Pierwsze minuty gry były wyrównane. Walka toczyła się kosz za kosz. Dopiero pod koniec kwarty goście odskoczyli na kilka punktów, ostatecznie wygrywając tę część meczu 18:25. W drugiej kwarcie głównie za sprawą świetnie kierującego poczynaniami kolegów Piotra Kardasia goście zaczęli powiększać swoją przewagę. Kolejne punkty zdobywali Artur Donigiewicz, Paweł Wiekiera oraz Jakub Zalewski. Pod tablicami rządził i dzielił z kolei Michał Nikiel. Do przerwy wynik było już 50:38 dla Rosy.
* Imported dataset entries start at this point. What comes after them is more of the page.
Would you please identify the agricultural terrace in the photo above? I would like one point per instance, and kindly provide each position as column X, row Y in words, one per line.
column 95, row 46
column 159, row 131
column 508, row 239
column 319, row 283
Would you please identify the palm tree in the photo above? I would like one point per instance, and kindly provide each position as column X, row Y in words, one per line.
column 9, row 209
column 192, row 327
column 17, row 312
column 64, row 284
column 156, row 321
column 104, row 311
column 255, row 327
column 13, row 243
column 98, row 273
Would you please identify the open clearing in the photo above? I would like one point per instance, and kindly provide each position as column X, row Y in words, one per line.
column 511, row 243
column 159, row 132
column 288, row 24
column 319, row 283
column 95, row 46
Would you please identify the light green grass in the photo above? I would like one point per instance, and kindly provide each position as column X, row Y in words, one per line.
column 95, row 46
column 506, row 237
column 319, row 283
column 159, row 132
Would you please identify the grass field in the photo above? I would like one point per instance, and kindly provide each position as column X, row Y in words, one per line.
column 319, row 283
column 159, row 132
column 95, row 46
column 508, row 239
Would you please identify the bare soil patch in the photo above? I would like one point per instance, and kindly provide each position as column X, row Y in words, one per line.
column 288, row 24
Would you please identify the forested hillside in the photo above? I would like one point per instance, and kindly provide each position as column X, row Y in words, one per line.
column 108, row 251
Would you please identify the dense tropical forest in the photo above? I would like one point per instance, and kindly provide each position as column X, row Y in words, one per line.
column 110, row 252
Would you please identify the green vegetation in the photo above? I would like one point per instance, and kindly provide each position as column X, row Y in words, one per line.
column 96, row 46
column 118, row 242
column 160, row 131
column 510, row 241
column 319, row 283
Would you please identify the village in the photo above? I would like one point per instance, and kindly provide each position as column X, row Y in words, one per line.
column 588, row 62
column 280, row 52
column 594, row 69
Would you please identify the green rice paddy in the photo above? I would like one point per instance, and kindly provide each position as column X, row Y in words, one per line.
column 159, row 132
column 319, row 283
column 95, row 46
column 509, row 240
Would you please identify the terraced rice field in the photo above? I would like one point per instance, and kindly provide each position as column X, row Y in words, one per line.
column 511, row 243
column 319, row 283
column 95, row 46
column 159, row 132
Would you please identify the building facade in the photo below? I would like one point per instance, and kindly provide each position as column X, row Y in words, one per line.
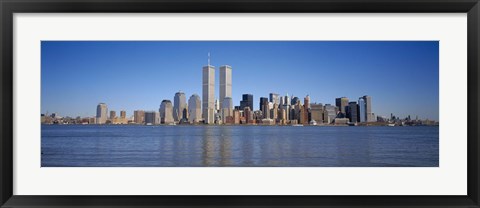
column 208, row 94
column 166, row 112
column 194, row 109
column 180, row 106
column 362, row 114
column 274, row 98
column 139, row 116
column 342, row 104
column 353, row 112
column 102, row 110
column 247, row 101
column 225, row 83
column 152, row 118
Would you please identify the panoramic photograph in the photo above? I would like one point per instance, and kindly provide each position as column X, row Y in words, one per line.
column 239, row 104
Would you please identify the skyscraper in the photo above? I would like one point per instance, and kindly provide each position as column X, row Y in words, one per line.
column 225, row 83
column 194, row 108
column 353, row 111
column 294, row 100
column 306, row 101
column 101, row 113
column 341, row 103
column 262, row 103
column 113, row 115
column 368, row 108
column 362, row 114
column 139, row 116
column 208, row 92
column 247, row 101
column 179, row 106
column 329, row 113
column 287, row 100
column 152, row 117
column 274, row 98
column 227, row 109
column 166, row 112
column 264, row 107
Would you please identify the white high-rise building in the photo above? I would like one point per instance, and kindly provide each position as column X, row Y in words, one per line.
column 225, row 83
column 368, row 108
column 166, row 112
column 194, row 108
column 227, row 108
column 362, row 114
column 208, row 93
column 180, row 106
column 102, row 113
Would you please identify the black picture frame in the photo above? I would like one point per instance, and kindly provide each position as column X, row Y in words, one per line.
column 9, row 7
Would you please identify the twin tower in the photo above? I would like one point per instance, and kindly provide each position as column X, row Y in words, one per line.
column 208, row 90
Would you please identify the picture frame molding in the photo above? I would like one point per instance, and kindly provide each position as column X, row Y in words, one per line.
column 9, row 7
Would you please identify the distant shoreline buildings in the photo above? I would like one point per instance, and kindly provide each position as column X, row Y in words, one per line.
column 274, row 110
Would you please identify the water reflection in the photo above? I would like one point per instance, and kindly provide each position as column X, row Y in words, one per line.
column 245, row 146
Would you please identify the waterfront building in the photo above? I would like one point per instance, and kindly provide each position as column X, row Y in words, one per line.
column 225, row 83
column 101, row 113
column 236, row 116
column 227, row 109
column 330, row 112
column 139, row 116
column 341, row 121
column 264, row 106
column 303, row 118
column 166, row 112
column 262, row 102
column 208, row 93
column 368, row 108
column 353, row 111
column 274, row 98
column 248, row 115
column 362, row 114
column 194, row 109
column 113, row 115
column 180, row 106
column 217, row 105
column 306, row 110
column 247, row 101
column 294, row 100
column 316, row 111
column 306, row 102
column 287, row 100
column 285, row 108
column 152, row 118
column 341, row 103
column 274, row 112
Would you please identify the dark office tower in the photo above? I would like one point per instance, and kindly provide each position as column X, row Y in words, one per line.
column 247, row 101
column 342, row 103
column 294, row 100
column 353, row 111
column 262, row 102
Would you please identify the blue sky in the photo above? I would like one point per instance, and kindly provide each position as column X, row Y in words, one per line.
column 402, row 77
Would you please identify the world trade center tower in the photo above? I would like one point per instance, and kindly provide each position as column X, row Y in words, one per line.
column 225, row 83
column 208, row 93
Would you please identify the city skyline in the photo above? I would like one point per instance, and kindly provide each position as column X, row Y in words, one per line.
column 290, row 80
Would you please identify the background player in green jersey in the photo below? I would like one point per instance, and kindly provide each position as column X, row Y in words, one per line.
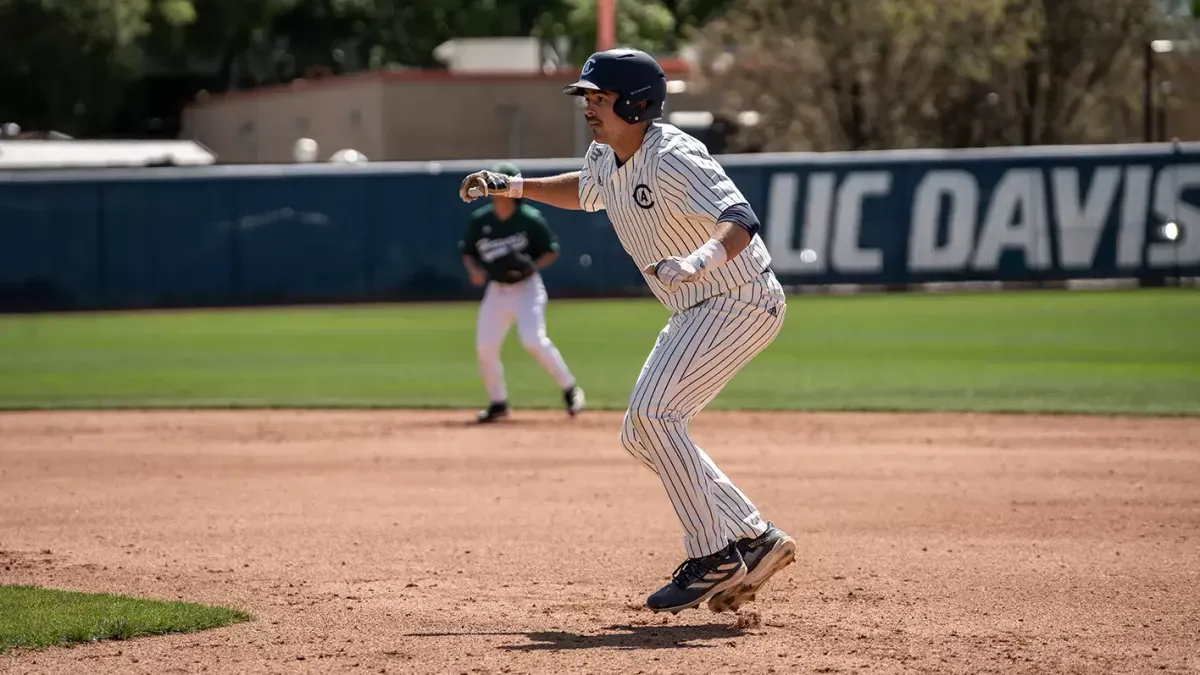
column 504, row 248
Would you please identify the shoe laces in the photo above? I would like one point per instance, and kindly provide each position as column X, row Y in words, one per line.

Wynik ten dawał jeszcze nadzieję gospodarzom na końcowy sukces. Jednak obraz gry po przerwie nie zmienił się. Rosa spokojnie kontrolowała przebieg wydarzeń na parkiecie, z każdą minutą powiększając różnicę dzielącą obie ekipy. W barwach Staco jedynie Szymon Kunc, Fabian Mróz i Piotr Mętel skutecznie gonili rywali. Słabo dziś dysponowany był Tomasz Suski. W ostatniej kwarcie jedyną niewiadomą był rozmiar porażki gospodarzy. Ostatecznie dzięki trójce Karola Muszyńskiego Rosa wygrała 102:73.
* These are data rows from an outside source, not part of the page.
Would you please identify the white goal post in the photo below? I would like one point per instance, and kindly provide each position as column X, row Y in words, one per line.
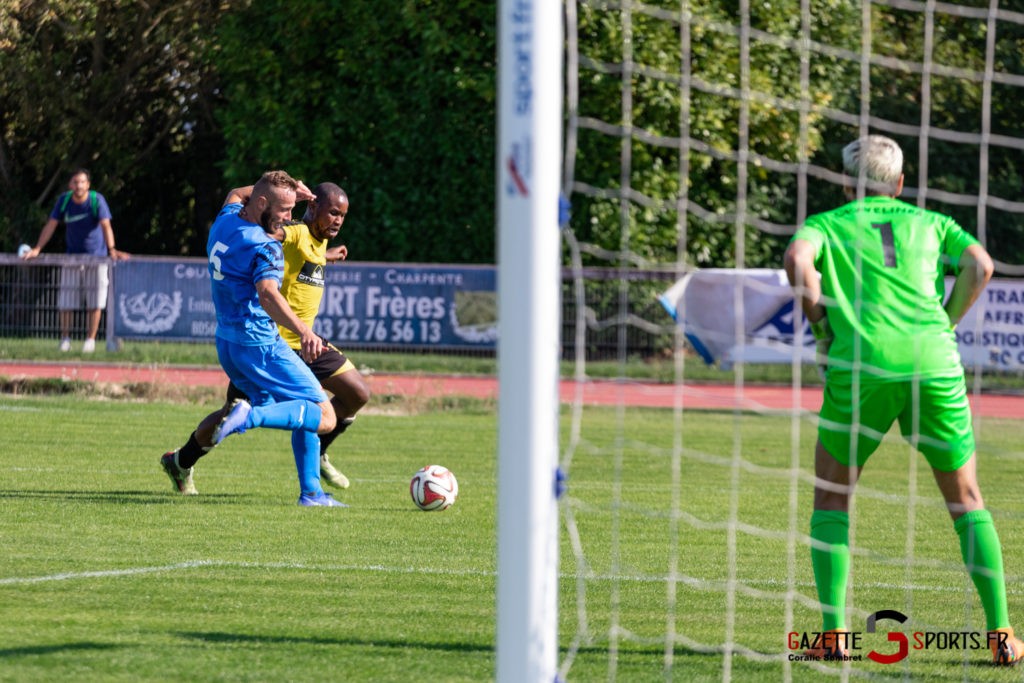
column 528, row 178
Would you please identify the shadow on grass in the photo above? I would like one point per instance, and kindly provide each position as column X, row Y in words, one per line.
column 136, row 497
column 54, row 649
column 236, row 638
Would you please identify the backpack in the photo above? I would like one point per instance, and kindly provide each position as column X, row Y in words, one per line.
column 94, row 205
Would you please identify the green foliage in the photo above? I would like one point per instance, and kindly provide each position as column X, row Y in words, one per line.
column 170, row 103
column 114, row 86
column 392, row 99
column 712, row 118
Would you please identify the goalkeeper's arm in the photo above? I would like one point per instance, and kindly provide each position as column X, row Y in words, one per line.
column 806, row 285
column 804, row 279
column 976, row 269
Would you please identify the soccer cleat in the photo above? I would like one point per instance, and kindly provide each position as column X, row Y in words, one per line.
column 331, row 474
column 1007, row 648
column 833, row 645
column 233, row 422
column 181, row 478
column 320, row 500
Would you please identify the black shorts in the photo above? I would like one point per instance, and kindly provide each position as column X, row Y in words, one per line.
column 330, row 363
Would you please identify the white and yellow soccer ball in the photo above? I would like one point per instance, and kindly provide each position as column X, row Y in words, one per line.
column 433, row 487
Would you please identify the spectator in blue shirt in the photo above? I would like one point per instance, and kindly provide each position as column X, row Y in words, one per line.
column 87, row 218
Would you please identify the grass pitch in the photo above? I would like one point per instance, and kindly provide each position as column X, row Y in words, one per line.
column 108, row 574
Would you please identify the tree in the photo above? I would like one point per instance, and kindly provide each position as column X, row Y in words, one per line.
column 393, row 100
column 114, row 86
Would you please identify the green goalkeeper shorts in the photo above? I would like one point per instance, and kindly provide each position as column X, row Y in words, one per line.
column 937, row 421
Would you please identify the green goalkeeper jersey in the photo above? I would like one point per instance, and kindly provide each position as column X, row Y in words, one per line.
column 883, row 264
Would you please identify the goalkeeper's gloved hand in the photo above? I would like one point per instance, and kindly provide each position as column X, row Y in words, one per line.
column 823, row 336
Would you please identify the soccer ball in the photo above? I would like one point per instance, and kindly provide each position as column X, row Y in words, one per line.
column 433, row 487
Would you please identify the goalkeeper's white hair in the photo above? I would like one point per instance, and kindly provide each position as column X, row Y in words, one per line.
column 881, row 159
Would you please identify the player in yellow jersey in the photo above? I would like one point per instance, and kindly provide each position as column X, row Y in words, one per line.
column 306, row 255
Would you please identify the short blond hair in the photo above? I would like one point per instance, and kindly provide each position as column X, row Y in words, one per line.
column 880, row 159
column 274, row 180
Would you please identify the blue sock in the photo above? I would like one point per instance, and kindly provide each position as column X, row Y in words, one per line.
column 305, row 444
column 298, row 414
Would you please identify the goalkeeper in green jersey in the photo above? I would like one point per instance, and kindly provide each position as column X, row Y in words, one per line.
column 877, row 310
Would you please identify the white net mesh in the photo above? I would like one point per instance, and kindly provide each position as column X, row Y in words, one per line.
column 702, row 134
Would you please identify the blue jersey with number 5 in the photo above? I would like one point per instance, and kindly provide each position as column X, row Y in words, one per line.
column 242, row 254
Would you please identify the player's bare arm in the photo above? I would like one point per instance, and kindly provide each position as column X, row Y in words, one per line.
column 976, row 269
column 117, row 255
column 799, row 264
column 44, row 237
column 279, row 310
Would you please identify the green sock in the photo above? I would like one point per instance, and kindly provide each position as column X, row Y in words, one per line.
column 983, row 557
column 832, row 566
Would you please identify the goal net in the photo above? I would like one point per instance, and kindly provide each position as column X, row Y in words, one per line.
column 699, row 135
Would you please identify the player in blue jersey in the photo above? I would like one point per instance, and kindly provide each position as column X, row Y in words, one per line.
column 246, row 266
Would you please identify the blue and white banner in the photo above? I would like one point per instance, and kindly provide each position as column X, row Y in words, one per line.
column 364, row 304
column 748, row 314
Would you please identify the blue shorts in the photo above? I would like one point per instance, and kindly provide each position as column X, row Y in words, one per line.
column 269, row 374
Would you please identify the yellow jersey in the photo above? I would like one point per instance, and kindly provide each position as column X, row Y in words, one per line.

Ozdobą meczu był dunk Donigiewicza po podaniu Kardasia. Trener Piotr Ignatowicz skorzystał z usług wszystkich swoich graczy, z których aż 11 zdobyło punkty. Na pytanie czego zabrakło dziś gospodarzom, aby powalczyć z faworytem rozgrywek drugi trener Staco Marcin Cekiera przyznał: - Słaba organizacja gry, a co za tym idzie nieskuteczność to dwa podstawowe mankamenty. Było kilka optymistycznych fragmentów gry, ale z takim przeciwnikiem jak Rosa trzeba zagrać dobrze całe 40 minut żeby odnieść sukces.
Należy dodać, iż goście zdominowali grę na desce oraz zaaplikowali gospodarzom aż 11 celnych rzutów za 3 punkty.
Staco Niepołomice - Rosa-Sport Radom 73:102 (18:25, 20:25, 16:23, 19:29)
Staco: Sz.Kunc 17 (9 as), Suski 5 (1x3), Bychawski 8 (6 zb), Mętel 14 (2x3), Mróz 20, Stodolski 2, D.Kunc 3(1x3), Kasak 0, Cekiera 0, Karbarz 2, Winkler 2.
Rosa-Sport: Kardaś 0 (8 as), Donigiewicz 16 (1x3, 7 zb), Podkowiński 3, Wiekiera 15 (2x3, 6 zb), Nikiel 11 (10 zb), Sosnowik 5, Kapturski 11 (2x3), Wróbel 4, Maj 6, Muszyński 5 (1x3), Michałek 5 (1x3), Zalewski 21 (4x3).